Determine the number of integers between 1 and 1000 that contain at least one 2 but no 3.

This is a pretty complicated counting problem. We want to count numbers like 245 and 622, because they have 2's as digits, but we don't want 532 or 392 because they have 3's in addition to their 2's.
You might try a simpler version of this first (like integers between 1 and 100), or variations (which numbers have 2's, but forget about the 3's, or without 3's and forget about the 2's).
What pattern shall we look for? Let's try doing the problem for numbers between 1 and 10, then between 1 and 100.
There are 10 numbers between 1 and 10. Only one of them contains a 2 (namely, 2 itself), and there's no 3 here.
There are 100 numbers between 1 and 100 - Let's list all of the ones that have a digit "2" -- 2, 12, 20, 21, 22, 23, 24, 25, 26, 27, 28, 29, 32, 42, 52, 62, 72, 82, 92. There are 19 numbers here, but two of them have "3"s. So there are 17 numbers between 1 and 100 that contain at least one 2 but no 3.
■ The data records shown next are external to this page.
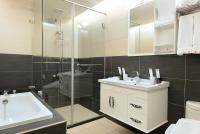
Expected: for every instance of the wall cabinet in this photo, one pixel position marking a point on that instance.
(140, 109)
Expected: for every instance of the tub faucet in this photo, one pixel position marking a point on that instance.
(5, 92)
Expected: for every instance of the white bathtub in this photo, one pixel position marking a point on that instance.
(22, 108)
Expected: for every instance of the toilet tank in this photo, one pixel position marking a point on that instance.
(193, 110)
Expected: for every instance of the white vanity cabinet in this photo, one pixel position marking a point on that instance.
(145, 110)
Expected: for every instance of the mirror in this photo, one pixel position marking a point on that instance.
(141, 30)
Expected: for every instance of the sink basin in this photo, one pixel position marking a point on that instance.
(131, 81)
(186, 126)
(135, 83)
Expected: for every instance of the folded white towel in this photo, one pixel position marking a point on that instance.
(185, 34)
(183, 5)
(196, 37)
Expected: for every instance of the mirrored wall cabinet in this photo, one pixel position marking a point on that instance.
(152, 27)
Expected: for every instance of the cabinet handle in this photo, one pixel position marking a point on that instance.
(113, 102)
(135, 106)
(135, 120)
(110, 101)
(156, 13)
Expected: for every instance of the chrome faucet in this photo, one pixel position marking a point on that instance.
(5, 92)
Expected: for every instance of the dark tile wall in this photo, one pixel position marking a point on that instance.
(15, 72)
(97, 70)
(183, 73)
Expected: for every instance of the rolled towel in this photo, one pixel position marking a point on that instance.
(185, 34)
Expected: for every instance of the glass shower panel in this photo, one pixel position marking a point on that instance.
(57, 46)
(37, 45)
(89, 66)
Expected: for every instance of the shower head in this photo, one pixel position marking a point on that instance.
(51, 20)
(58, 10)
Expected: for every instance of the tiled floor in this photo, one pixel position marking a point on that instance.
(80, 113)
(101, 126)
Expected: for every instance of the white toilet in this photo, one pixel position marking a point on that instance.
(192, 110)
(192, 116)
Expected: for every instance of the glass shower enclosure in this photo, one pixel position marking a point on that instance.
(71, 60)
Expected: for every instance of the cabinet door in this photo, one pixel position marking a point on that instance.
(106, 101)
(164, 9)
(119, 104)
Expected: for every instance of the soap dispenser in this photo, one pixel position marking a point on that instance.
(152, 78)
(158, 78)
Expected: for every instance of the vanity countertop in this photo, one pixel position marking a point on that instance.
(146, 88)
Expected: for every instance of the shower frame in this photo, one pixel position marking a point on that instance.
(73, 14)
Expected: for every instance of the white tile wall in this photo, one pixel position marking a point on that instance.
(16, 31)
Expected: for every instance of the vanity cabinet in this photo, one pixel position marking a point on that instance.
(144, 110)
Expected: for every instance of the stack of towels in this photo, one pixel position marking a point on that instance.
(189, 34)
(186, 5)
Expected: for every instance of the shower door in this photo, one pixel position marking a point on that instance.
(73, 59)
(89, 66)
(57, 56)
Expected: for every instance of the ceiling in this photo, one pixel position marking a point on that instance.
(58, 9)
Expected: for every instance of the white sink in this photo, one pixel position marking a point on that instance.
(141, 84)
(186, 126)
(131, 81)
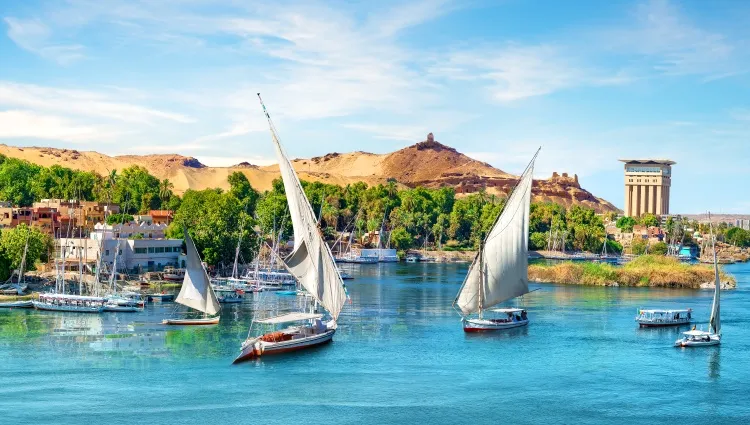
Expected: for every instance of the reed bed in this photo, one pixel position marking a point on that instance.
(644, 271)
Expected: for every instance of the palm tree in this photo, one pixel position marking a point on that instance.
(165, 190)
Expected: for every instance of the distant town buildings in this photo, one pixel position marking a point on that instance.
(647, 186)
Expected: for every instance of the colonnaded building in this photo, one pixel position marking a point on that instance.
(647, 186)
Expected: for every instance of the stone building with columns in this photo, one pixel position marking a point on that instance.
(647, 186)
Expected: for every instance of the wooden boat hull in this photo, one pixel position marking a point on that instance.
(257, 348)
(644, 324)
(67, 308)
(160, 297)
(485, 325)
(122, 308)
(229, 300)
(17, 304)
(192, 322)
(687, 343)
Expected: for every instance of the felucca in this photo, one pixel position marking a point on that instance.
(196, 291)
(700, 338)
(499, 272)
(312, 264)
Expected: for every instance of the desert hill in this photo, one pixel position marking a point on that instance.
(428, 164)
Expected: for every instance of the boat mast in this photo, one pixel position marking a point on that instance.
(481, 277)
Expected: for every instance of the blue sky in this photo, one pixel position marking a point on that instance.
(589, 81)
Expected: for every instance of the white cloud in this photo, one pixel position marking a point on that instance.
(17, 124)
(35, 36)
(80, 102)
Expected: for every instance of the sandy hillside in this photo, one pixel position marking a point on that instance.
(428, 164)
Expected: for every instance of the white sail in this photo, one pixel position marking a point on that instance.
(311, 262)
(500, 270)
(196, 289)
(715, 321)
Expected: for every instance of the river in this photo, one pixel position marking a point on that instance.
(399, 356)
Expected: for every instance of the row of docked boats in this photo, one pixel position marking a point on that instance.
(498, 273)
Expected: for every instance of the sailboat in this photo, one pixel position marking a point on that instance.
(19, 287)
(196, 291)
(700, 338)
(499, 271)
(312, 263)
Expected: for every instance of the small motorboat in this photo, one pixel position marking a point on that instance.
(659, 318)
(17, 304)
(227, 295)
(698, 338)
(293, 338)
(509, 318)
(154, 298)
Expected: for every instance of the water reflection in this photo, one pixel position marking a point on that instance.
(714, 362)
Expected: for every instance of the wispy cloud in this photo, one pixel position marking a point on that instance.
(35, 36)
(80, 102)
(516, 71)
(19, 124)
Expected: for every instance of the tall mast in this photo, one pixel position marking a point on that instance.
(481, 277)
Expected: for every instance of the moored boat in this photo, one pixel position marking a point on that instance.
(196, 291)
(499, 271)
(700, 338)
(312, 265)
(69, 303)
(659, 318)
(508, 318)
(173, 274)
(17, 304)
(311, 333)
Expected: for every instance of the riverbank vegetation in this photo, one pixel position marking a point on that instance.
(644, 271)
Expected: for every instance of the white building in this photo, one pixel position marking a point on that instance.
(147, 253)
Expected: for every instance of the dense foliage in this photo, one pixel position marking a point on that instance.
(137, 191)
(12, 244)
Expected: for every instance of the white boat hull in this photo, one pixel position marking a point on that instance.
(122, 308)
(68, 308)
(255, 347)
(645, 323)
(693, 343)
(192, 322)
(17, 304)
(488, 325)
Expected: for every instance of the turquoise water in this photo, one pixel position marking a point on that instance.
(399, 356)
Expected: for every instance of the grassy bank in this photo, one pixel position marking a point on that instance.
(646, 271)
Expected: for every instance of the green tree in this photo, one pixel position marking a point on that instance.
(215, 221)
(241, 189)
(649, 220)
(626, 224)
(659, 248)
(401, 239)
(638, 247)
(119, 218)
(738, 237)
(13, 242)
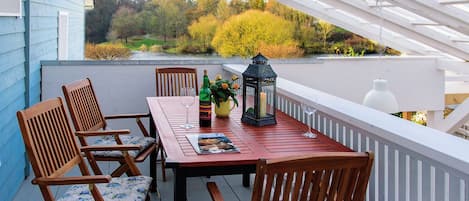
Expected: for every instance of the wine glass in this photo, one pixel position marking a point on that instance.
(187, 99)
(309, 110)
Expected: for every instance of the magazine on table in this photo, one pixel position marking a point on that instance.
(211, 143)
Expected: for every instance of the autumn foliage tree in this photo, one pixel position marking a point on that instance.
(123, 24)
(202, 31)
(243, 34)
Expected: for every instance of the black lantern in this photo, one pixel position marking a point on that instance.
(259, 93)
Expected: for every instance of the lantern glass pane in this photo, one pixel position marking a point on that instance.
(266, 101)
(250, 93)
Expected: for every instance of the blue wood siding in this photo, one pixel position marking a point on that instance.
(44, 30)
(43, 38)
(12, 90)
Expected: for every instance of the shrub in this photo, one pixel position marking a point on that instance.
(280, 51)
(106, 51)
(143, 48)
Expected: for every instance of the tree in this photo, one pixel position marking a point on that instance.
(238, 6)
(325, 29)
(123, 23)
(98, 20)
(203, 30)
(205, 7)
(242, 34)
(257, 4)
(223, 10)
(170, 19)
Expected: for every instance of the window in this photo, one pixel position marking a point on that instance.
(62, 49)
(10, 7)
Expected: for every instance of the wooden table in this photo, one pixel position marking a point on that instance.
(283, 139)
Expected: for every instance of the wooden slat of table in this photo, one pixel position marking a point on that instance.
(283, 139)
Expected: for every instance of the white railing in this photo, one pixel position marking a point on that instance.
(412, 162)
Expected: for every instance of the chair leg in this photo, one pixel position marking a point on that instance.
(163, 160)
(94, 164)
(123, 168)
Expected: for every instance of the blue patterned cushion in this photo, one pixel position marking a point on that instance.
(144, 142)
(119, 189)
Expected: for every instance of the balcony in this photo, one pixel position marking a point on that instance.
(412, 162)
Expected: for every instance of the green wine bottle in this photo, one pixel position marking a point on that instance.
(205, 104)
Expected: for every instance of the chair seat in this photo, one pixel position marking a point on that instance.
(144, 142)
(119, 189)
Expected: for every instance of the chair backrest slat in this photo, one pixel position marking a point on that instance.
(330, 176)
(49, 139)
(83, 106)
(169, 81)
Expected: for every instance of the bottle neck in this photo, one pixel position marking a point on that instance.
(206, 82)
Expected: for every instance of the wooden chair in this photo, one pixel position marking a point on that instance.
(169, 81)
(52, 148)
(87, 117)
(331, 176)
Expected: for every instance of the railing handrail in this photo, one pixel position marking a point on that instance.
(436, 145)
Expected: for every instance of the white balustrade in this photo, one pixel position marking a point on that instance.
(412, 162)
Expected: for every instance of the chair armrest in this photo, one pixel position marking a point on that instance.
(73, 180)
(120, 116)
(214, 191)
(102, 133)
(110, 148)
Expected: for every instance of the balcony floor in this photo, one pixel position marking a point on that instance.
(230, 186)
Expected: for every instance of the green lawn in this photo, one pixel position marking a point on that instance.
(135, 43)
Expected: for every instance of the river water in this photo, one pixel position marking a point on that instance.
(138, 55)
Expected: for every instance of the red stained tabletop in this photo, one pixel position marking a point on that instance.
(283, 139)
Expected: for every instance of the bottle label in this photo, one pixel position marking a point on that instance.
(205, 110)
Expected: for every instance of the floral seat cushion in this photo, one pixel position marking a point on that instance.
(144, 142)
(119, 189)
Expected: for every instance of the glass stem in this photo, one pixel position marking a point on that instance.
(187, 115)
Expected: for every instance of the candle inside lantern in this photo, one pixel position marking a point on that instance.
(262, 104)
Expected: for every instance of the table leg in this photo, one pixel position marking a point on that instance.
(180, 193)
(246, 179)
(153, 156)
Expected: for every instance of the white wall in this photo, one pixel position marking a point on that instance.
(416, 82)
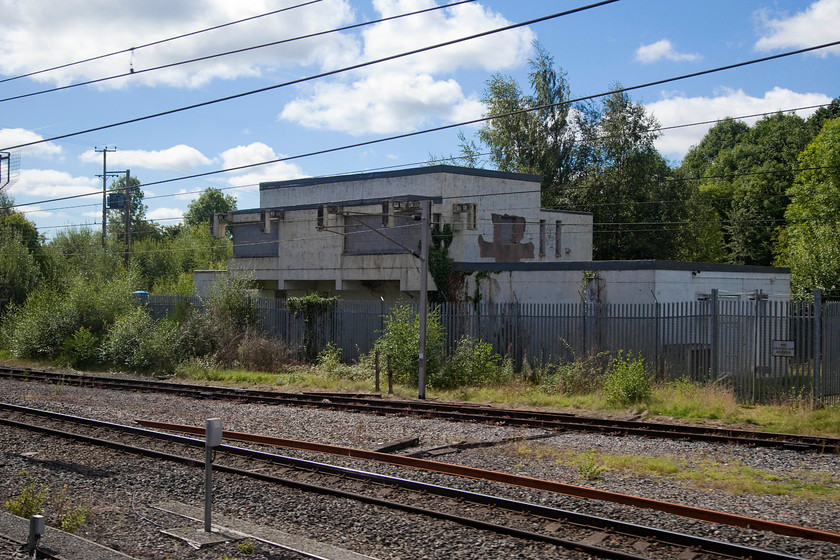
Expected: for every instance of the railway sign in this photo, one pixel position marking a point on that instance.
(783, 348)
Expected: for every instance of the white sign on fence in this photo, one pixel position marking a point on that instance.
(783, 348)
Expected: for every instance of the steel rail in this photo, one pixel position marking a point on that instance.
(587, 521)
(454, 412)
(516, 480)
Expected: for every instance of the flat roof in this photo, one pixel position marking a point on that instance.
(426, 170)
(617, 265)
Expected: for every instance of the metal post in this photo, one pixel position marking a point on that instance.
(127, 218)
(713, 347)
(424, 273)
(213, 438)
(818, 346)
(376, 369)
(37, 525)
(104, 151)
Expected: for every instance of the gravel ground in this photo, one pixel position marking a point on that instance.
(122, 489)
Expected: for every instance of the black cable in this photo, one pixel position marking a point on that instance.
(321, 75)
(158, 42)
(227, 53)
(414, 164)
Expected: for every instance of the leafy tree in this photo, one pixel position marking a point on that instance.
(78, 252)
(744, 173)
(23, 260)
(822, 115)
(540, 141)
(211, 201)
(811, 242)
(626, 183)
(140, 227)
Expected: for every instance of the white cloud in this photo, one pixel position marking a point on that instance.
(663, 49)
(382, 104)
(17, 136)
(816, 25)
(675, 110)
(170, 215)
(52, 183)
(179, 158)
(39, 34)
(402, 95)
(252, 177)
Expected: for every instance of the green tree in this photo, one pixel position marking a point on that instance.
(211, 201)
(141, 228)
(744, 173)
(23, 259)
(811, 241)
(625, 183)
(540, 141)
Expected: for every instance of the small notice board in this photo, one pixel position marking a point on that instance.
(783, 348)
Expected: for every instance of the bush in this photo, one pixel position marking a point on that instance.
(401, 340)
(258, 353)
(138, 343)
(574, 378)
(329, 361)
(30, 500)
(81, 349)
(40, 327)
(627, 381)
(231, 303)
(472, 364)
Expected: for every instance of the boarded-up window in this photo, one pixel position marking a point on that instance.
(507, 230)
(249, 240)
(361, 240)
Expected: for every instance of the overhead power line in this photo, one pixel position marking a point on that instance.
(158, 42)
(426, 162)
(236, 51)
(321, 75)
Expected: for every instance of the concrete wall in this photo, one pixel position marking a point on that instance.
(495, 216)
(629, 282)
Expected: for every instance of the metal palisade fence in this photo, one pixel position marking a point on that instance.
(764, 349)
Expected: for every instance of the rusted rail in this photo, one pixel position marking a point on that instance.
(517, 480)
(372, 404)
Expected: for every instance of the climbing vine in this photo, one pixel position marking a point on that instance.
(315, 310)
(449, 282)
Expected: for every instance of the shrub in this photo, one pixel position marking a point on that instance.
(40, 327)
(68, 516)
(401, 340)
(30, 500)
(472, 364)
(138, 343)
(81, 349)
(231, 304)
(574, 378)
(627, 382)
(316, 312)
(329, 361)
(258, 353)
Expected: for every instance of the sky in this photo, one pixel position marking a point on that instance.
(308, 105)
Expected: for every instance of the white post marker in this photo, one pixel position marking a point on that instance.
(213, 439)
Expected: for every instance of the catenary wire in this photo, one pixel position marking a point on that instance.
(232, 52)
(451, 158)
(158, 42)
(322, 75)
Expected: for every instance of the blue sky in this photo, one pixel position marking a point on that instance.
(631, 41)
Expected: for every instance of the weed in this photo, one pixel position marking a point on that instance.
(68, 516)
(30, 500)
(589, 467)
(627, 382)
(248, 546)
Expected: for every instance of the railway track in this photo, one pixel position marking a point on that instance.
(374, 404)
(596, 536)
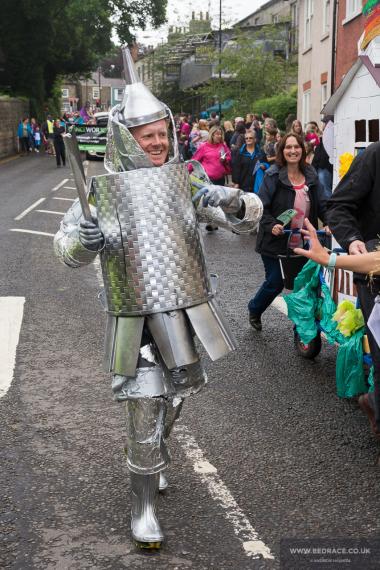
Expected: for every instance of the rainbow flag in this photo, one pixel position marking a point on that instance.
(371, 11)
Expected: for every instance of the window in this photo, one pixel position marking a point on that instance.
(326, 17)
(294, 28)
(324, 95)
(306, 107)
(360, 131)
(118, 94)
(373, 130)
(309, 10)
(353, 7)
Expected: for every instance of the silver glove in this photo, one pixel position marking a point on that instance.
(90, 235)
(229, 199)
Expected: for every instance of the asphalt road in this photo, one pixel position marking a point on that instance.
(266, 452)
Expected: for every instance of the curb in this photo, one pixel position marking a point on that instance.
(9, 159)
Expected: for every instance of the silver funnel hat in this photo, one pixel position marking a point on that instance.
(139, 107)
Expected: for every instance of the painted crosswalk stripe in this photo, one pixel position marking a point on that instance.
(11, 313)
(31, 232)
(51, 212)
(60, 198)
(59, 185)
(252, 545)
(25, 212)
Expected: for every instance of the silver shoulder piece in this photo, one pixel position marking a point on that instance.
(67, 246)
(216, 216)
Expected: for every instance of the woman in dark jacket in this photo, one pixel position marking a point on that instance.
(289, 184)
(246, 162)
(59, 145)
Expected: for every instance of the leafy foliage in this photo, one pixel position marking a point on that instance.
(41, 39)
(253, 66)
(278, 106)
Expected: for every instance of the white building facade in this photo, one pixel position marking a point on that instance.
(315, 25)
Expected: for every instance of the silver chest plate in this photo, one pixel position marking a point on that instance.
(153, 259)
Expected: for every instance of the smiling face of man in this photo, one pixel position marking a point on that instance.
(153, 139)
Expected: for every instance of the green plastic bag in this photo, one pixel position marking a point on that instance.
(327, 309)
(303, 302)
(304, 306)
(350, 377)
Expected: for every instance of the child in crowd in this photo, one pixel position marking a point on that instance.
(311, 134)
(270, 144)
(37, 139)
(309, 147)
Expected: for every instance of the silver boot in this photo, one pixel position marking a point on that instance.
(145, 527)
(163, 482)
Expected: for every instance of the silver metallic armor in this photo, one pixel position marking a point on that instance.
(157, 290)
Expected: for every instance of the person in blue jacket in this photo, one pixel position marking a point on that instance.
(249, 164)
(24, 132)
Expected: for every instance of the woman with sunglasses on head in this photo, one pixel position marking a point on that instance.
(289, 184)
(246, 164)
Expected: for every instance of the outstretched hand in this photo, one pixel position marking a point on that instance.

Let's think about how to do this without writing all the numbers down. We certainly don't want to have to do that for 1 to 1000!
How many numbers between 1 and 100 have no 3 in them? If we're not allowing any 3's then there are 9 ways to pick the tens digit and 9 ways to pick the ones digit (we're allowing numbers like 03 for 3 etc). So there are 81 numbers between 1 and 100 with no 3's.
Next, let's figure out how many of these have at least one 2. Actually, it's easier to do the opposite -- to figure out how many of the 81 numbers with no 3's have no 2's either. Then we can subtract this number from 81 to get the number of numbers with no 3's that have at least one 2.
So, how many numbers between 1 and 100 have no 2's and no 3's? Now there are 8 ways to pick the tens digit and 8 ways to pick the ones digit, which gives us 64. So we're not interested in 64 of the 81 numbers with no 3's -- this leaves 17 that have at least one 2 but no 3's, just as we calculated above. Notice, this is 9² - 8².
Now we're ready to tackle the numbers from 1 to 1000.
How many numbers from 1 to 1000 have at least no 3's in them? Just as for the 1 to 100 case, we have 9 ways to pick the hundreds digit, 9 ways to pick the tens digit and 9 ways to pick the ones digit. This makes 9³ = 729 numbers with no 3s.
Now we want to "throw away" the ones that don't have any 2's either. Again as before, there are 8x8x8 of these (since there are now 8 ways to pick the hundreds digit, 8 to pick the tens and 8 to pick the ones).
So we're left with 9³ - 8³ = 729-512 = 217 numbers with at least one 2 but no 3's.
You might want to try numbers from 1 to 10,000 next.